DERRY, N.H. — Former Florida Governor Jeb Bush gave some compassionate conservatism to New Hampshire voters Tuesday and covered issues that included shrinking government, religious freedoms, ISIS, Iran, and the developmentally disabled.
When asked about the Indiana Religious Freedom Law and other laws similar to it, Bush responded, “The answer to this is if someone walks into a flower shop and says I’d like to buy a flower you shouldn’t be able to discriminate against them because they are gay.”
He added, “But if you’re asking someone to participate in a religious ceremony or a marriage they should have the right of conscious to be able to say I love you but I can’t do it because it goes against my religious teachings.”
Bush was also asked about the shrinking economy and growing government several times by voters.
“We’ve got an incredibly talented workforce. We are the most innovative country in the world. We are by leap years ahead of everybody else in terms of our creativity — our ability to collaborate together,” Bush told his supporters.
“Most of the great inventions at least come from the United States. We have these things going for us. We don’t have borders that threaten our national security. We have the Pacific Ocean — the Atlantic Ocean,” he added. “We have problems on the southern border for sure but nothing compared to many other places. We have abundant resources in every other way.”
This is Bush’s first trip to the Granite State as a declared candidate, but he is familiar with certain faces. One is an individual he called out for who attends such town hall type events frequently.
“I’m looking for the guy that had the immigration question every time I come. Where is he? He’s not here today?” the former governor asked.

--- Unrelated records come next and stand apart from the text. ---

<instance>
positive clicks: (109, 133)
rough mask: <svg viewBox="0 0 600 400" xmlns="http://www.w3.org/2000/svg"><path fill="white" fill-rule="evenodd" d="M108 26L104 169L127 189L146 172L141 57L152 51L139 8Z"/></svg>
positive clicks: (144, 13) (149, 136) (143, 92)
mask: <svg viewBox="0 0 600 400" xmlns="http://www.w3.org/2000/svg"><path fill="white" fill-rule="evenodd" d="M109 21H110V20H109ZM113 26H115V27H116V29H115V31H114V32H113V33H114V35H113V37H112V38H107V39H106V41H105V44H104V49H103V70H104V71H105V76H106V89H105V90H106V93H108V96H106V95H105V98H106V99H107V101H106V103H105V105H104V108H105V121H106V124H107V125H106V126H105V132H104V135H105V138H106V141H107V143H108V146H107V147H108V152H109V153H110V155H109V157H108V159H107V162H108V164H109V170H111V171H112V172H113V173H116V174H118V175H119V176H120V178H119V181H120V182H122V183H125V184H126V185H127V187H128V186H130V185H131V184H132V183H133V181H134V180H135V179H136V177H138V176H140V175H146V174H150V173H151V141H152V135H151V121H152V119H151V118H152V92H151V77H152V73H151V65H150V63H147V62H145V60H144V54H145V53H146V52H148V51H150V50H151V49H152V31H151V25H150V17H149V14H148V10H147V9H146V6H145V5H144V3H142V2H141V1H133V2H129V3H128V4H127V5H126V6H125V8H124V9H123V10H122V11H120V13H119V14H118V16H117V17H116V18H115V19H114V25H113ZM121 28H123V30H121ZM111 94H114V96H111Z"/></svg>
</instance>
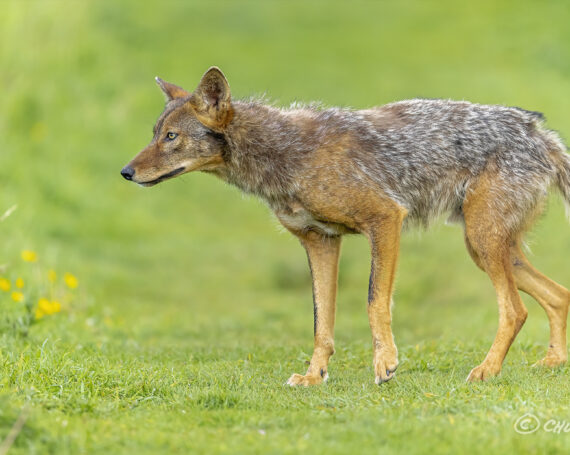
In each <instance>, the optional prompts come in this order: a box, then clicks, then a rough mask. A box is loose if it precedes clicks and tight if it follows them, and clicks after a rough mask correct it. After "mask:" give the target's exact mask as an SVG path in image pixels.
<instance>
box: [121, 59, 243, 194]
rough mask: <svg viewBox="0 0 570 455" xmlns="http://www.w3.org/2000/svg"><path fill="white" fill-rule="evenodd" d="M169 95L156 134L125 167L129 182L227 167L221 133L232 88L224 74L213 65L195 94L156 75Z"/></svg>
mask: <svg viewBox="0 0 570 455" xmlns="http://www.w3.org/2000/svg"><path fill="white" fill-rule="evenodd" d="M156 82H157V83H158V85H159V86H160V88H161V89H162V91H163V92H164V93H165V95H166V97H167V102H166V107H165V109H164V112H163V113H162V114H161V115H160V117H159V119H158V121H157V122H156V125H155V126H154V131H153V138H152V141H151V142H150V144H149V145H148V146H147V147H146V148H145V149H143V150H142V151H141V152H140V153H139V154H138V155H137V156H135V157H134V158H133V160H132V161H131V162H130V163H128V164H127V165H126V166H125V167H124V168H123V169H122V170H121V175H122V176H123V177H124V178H126V179H127V180H132V181H133V182H135V183H138V184H139V185H143V186H152V185H155V184H157V183H159V182H162V181H163V180H166V179H169V178H171V177H174V176H176V175H180V174H183V173H185V172H190V171H196V170H201V171H213V170H215V169H218V168H219V167H220V166H223V163H224V159H223V154H224V148H225V146H226V142H225V140H224V139H223V135H222V134H221V133H222V131H223V130H224V128H225V127H226V126H227V125H228V124H229V122H230V121H231V119H232V116H233V109H232V105H231V97H230V87H229V85H228V82H227V80H226V78H225V77H224V75H223V73H222V72H221V71H220V70H219V69H218V68H216V67H212V68H210V69H209V70H208V71H207V72H206V74H204V76H202V79H201V80H200V84H198V87H197V88H196V90H194V92H192V93H189V92H187V91H186V90H183V89H182V88H180V87H178V86H176V85H174V84H170V83H168V82H165V81H163V80H162V79H160V78H158V77H157V78H156Z"/></svg>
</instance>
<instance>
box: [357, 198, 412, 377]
mask: <svg viewBox="0 0 570 455" xmlns="http://www.w3.org/2000/svg"><path fill="white" fill-rule="evenodd" d="M383 208H384V212H383V213H382V214H381V215H380V216H379V217H378V219H377V220H375V222H374V223H373V224H372V225H371V226H370V227H369V228H368V230H367V231H366V232H365V233H366V235H367V236H368V239H369V242H370V249H371V255H372V267H371V271H370V284H369V289H368V319H369V321H370V329H371V331H372V341H373V346H374V377H375V382H376V384H380V383H382V382H386V381H389V380H390V379H392V378H393V377H394V372H395V371H396V368H397V367H398V350H397V349H396V345H395V343H394V337H393V335H392V328H391V324H392V315H391V303H392V291H393V287H394V277H395V275H396V265H397V262H398V253H399V247H400V233H401V230H402V223H403V220H404V217H405V216H406V211H405V210H404V209H403V208H400V207H396V206H393V207H391V208H388V207H383Z"/></svg>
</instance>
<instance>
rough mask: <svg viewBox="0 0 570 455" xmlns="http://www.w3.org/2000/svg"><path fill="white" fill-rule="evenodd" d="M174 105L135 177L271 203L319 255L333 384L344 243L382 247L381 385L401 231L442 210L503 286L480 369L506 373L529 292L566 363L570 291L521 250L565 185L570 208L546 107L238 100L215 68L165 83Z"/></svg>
mask: <svg viewBox="0 0 570 455" xmlns="http://www.w3.org/2000/svg"><path fill="white" fill-rule="evenodd" d="M157 81H158V83H159V85H160V86H161V88H162V90H163V91H164V93H165V94H166V96H167V98H168V102H167V105H166V109H165V110H164V112H163V113H162V115H161V116H160V118H159V119H158V121H157V124H156V126H155V130H154V138H153V140H152V142H151V143H150V144H149V145H148V147H146V148H145V149H144V150H143V151H142V152H140V153H139V154H138V155H137V156H136V157H135V158H134V159H133V160H132V161H131V162H130V163H129V164H128V165H127V166H126V167H125V168H124V169H123V171H122V174H123V176H124V177H125V178H127V179H128V180H133V181H134V182H136V183H139V184H141V185H145V186H150V185H154V184H156V183H159V182H161V181H163V180H165V179H167V178H171V177H174V176H176V175H180V174H182V173H185V172H190V171H195V170H200V171H204V172H209V173H213V174H215V175H217V176H218V177H220V178H222V179H224V180H225V181H227V182H229V183H231V184H234V185H236V186H238V187H239V188H241V189H242V190H243V191H245V192H248V193H252V194H255V195H257V196H259V197H261V198H262V199H264V200H265V201H266V202H267V203H268V204H269V206H270V207H271V209H272V210H273V211H274V212H275V214H276V216H277V217H278V219H279V220H280V221H281V223H282V224H283V225H284V226H285V227H286V228H287V229H289V230H290V231H291V232H292V233H293V234H295V235H296V236H297V237H299V239H300V241H301V243H302V244H303V246H304V247H305V248H306V250H307V254H308V257H309V263H310V265H311V271H312V275H313V290H314V310H315V351H314V354H313V359H312V361H311V365H310V367H309V370H308V372H307V374H306V375H305V376H301V375H293V376H292V377H291V378H290V380H289V383H290V384H292V385H294V384H304V385H308V384H314V383H319V382H321V381H322V380H323V378H326V375H327V365H328V359H329V357H330V355H331V354H332V353H333V338H332V336H333V335H332V334H333V324H334V312H335V299H336V275H337V264H338V254H339V249H340V238H341V235H342V234H345V233H362V234H364V235H366V236H367V237H368V239H369V241H370V245H371V249H372V271H371V276H370V289H369V306H368V312H369V317H370V325H371V329H372V335H373V341H374V366H375V375H376V381H377V382H383V381H386V380H388V379H390V378H391V377H393V374H394V371H395V368H396V366H397V355H396V354H397V351H396V347H395V345H394V341H393V338H392V332H391V329H390V322H391V311H390V301H391V295H392V287H393V279H394V275H395V269H396V262H397V256H398V244H399V237H400V232H401V230H402V227H403V226H404V225H405V224H406V223H417V224H422V225H426V226H427V225H428V223H429V221H430V220H432V219H433V218H435V217H437V216H438V215H440V214H442V213H448V214H449V215H450V218H451V219H452V220H455V221H459V222H461V223H462V224H463V226H464V228H465V241H466V245H467V247H468V250H469V252H470V254H471V256H472V257H473V259H474V261H475V262H476V263H477V265H478V266H479V267H480V268H481V269H483V270H484V271H486V272H487V273H488V274H489V276H490V277H491V280H492V282H493V285H494V286H495V289H496V292H497V296H498V300H499V305H500V314H501V318H500V321H499V331H498V333H497V337H496V339H495V342H494V343H493V346H492V348H491V350H490V351H489V354H488V355H487V358H486V359H485V361H484V362H483V363H482V364H481V365H480V366H478V367H476V368H475V369H473V371H472V372H471V373H470V375H469V379H471V380H479V379H485V378H486V377H488V376H492V375H495V374H497V373H498V372H499V371H500V368H501V364H502V361H503V359H504V357H505V355H506V353H507V350H508V348H509V346H510V344H511V343H512V341H513V340H514V337H515V336H516V334H517V333H518V331H519V330H520V328H521V326H522V324H523V323H524V320H525V318H526V314H527V312H526V309H525V307H524V305H523V303H522V301H521V300H520V297H519V295H518V293H517V288H518V289H520V290H524V291H525V292H527V293H529V294H530V295H532V296H533V297H535V298H536V299H537V300H538V302H539V303H540V304H541V305H542V306H544V307H545V309H546V311H547V314H548V316H549V318H550V323H551V328H552V333H551V340H550V347H549V351H548V354H547V356H546V357H545V359H544V360H543V363H544V364H546V365H555V364H559V363H561V362H563V361H565V360H566V357H567V354H566V316H567V312H568V304H569V302H570V293H569V292H568V291H567V290H566V289H564V288H563V287H561V286H559V285H557V284H556V283H553V282H552V281H550V280H549V279H548V278H546V277H544V276H543V275H541V274H540V273H539V272H537V271H536V270H535V269H534V268H532V266H531V265H530V263H528V261H527V260H526V258H525V257H524V256H523V253H522V252H521V250H520V248H519V244H520V242H521V237H522V235H523V233H524V231H525V230H526V229H527V228H528V227H530V225H531V223H532V221H533V220H534V219H535V217H536V216H537V214H538V213H540V210H541V208H542V205H543V202H544V200H545V198H546V196H547V192H548V190H549V189H550V188H551V187H555V188H557V189H558V190H560V192H561V193H562V195H563V196H564V198H565V200H566V201H567V202H569V201H570V159H569V157H568V155H567V154H566V153H565V150H566V149H565V147H564V145H563V144H562V142H561V141H560V139H559V137H558V136H557V135H556V134H555V133H554V132H552V131H549V130H547V129H546V128H545V127H544V126H543V117H542V115H541V114H539V113H537V112H531V111H526V110H523V109H520V108H512V107H504V106H484V105H477V104H472V103H468V102H454V101H444V100H421V99H418V100H409V101H401V102H397V103H392V104H388V105H385V106H381V107H376V108H372V109H367V110H360V111H355V110H350V109H337V108H333V109H324V108H320V107H312V106H306V107H303V106H301V107H299V106H296V107H293V108H291V109H278V108H276V107H273V106H268V105H264V104H262V103H261V102H255V101H253V102H244V101H232V100H231V95H230V89H229V85H228V83H227V81H226V79H225V77H224V76H223V74H222V73H221V72H220V71H219V70H218V69H217V68H211V69H210V70H209V71H208V72H207V73H206V74H205V75H204V76H203V78H202V80H201V81H200V84H199V85H198V87H197V89H196V90H195V91H194V92H192V93H190V92H187V91H185V90H183V89H181V88H180V87H178V86H175V85H173V84H169V83H167V82H164V81H162V80H160V79H158V78H157Z"/></svg>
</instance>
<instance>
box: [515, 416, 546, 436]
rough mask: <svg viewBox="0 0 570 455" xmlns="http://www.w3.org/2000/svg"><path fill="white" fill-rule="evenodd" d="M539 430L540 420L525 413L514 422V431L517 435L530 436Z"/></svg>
mask: <svg viewBox="0 0 570 455" xmlns="http://www.w3.org/2000/svg"><path fill="white" fill-rule="evenodd" d="M539 428H540V420H538V417H536V416H535V415H534V414H531V413H530V412H527V413H526V414H525V415H522V416H520V417H519V418H518V419H517V421H516V422H515V431H516V432H517V433H519V434H531V433H534V432H535V431H536V430H538V429H539Z"/></svg>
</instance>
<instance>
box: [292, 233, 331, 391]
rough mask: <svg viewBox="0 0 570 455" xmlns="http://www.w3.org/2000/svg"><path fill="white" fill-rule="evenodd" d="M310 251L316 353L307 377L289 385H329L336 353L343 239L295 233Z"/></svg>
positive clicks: (292, 378)
mask: <svg viewBox="0 0 570 455" xmlns="http://www.w3.org/2000/svg"><path fill="white" fill-rule="evenodd" d="M295 235H297V237H299V240H300V241H301V243H302V244H303V246H304V247H305V250H306V251H307V256H308V258H309V267H310V268H311V275H312V278H313V305H314V318H315V324H314V334H315V349H314V351H313V357H312V359H311V363H310V365H309V369H308V370H307V373H306V374H305V375H304V376H303V375H300V374H294V375H293V376H291V377H290V378H289V380H288V381H287V384H289V385H291V386H295V385H304V386H309V385H314V384H320V383H322V382H323V381H326V380H327V378H328V373H327V366H328V363H329V358H330V356H331V355H332V354H333V353H334V341H333V337H334V319H335V310H336V287H337V276H338V257H339V253H340V243H341V238H340V237H326V236H323V235H321V234H318V233H316V232H313V231H308V232H295Z"/></svg>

Another attendee, a military veteran, asked if Bush ever served in the armed forces. Bush explained he never served, but that his son, George Prescott Bush, served in the Naval Reserve as an intelligence officer and his father George H.W. Bush was a WWII fighter pilot. Bush then went on to discuss how he would reform the current Veterans Administration.
Lorraine Butler, a 59-year old special needs advocate has been brain damaged most of her life, expressed to the town hall crowd, “Years ago doctors told my mother to put me away, but she said no. Today, I am a resident of New Hampshire. I like to help people who are special needs children. If they go to school they should be able to hold jobs.”
The crowd clapped loudly as Bush smiled and walked over to Butler and hugged her.
Bush responded to Butler’s brief story with a story of his own.
“I got elected in 1998 as governor. My first week in office in January of 1999 I had to go to a federal court,” he said.
He went further, “I was summoned to a judge because the programs for the developmentally disabled in the state of Florida was going to be taken over by this judge. It was my first week and I was saying, ‘Give me a break man I haven’t even gotten here and you’re already doing this.’”
Bush eventually convinced the judge to allow him to urge the state legislature to fund the what he described as the “broken” to help them lead more independent lives.
“We were institutionalizing people rather than empowering them to be able to live lives of dignity and purpose. And my moral code suggests that the most vulnerable in our society — to start with the unborn but it doesn’t just stop there. It goes all the way to the end of life. We should be respectful of life. Life is a gift from God. Defining who’s better and who’s worse it’s not part of my architecture. And I think it’s important for conservatives to have this belief.”
Bush then said, “It’s not correct for a federal judge to take over anything, but he was right about how broken it was. We needed to fund this program. And we took one of the worst programs for the developmentally disabled and made it a model for the country. We deinstitutionalized care. We created possibilities for people to have a major contribution to make in society.”
Bush was in the Florida governor’s mansion during the Terri Schiavo controversy. Schiavo was in a persistent vegetative state and became the center of a family dispute as to whether her feeding tube should be removed. Bush signed a law, known as Terri’s Law, that would allow him to intervene to keep her alive. The law was later found unconstitutional by the court system.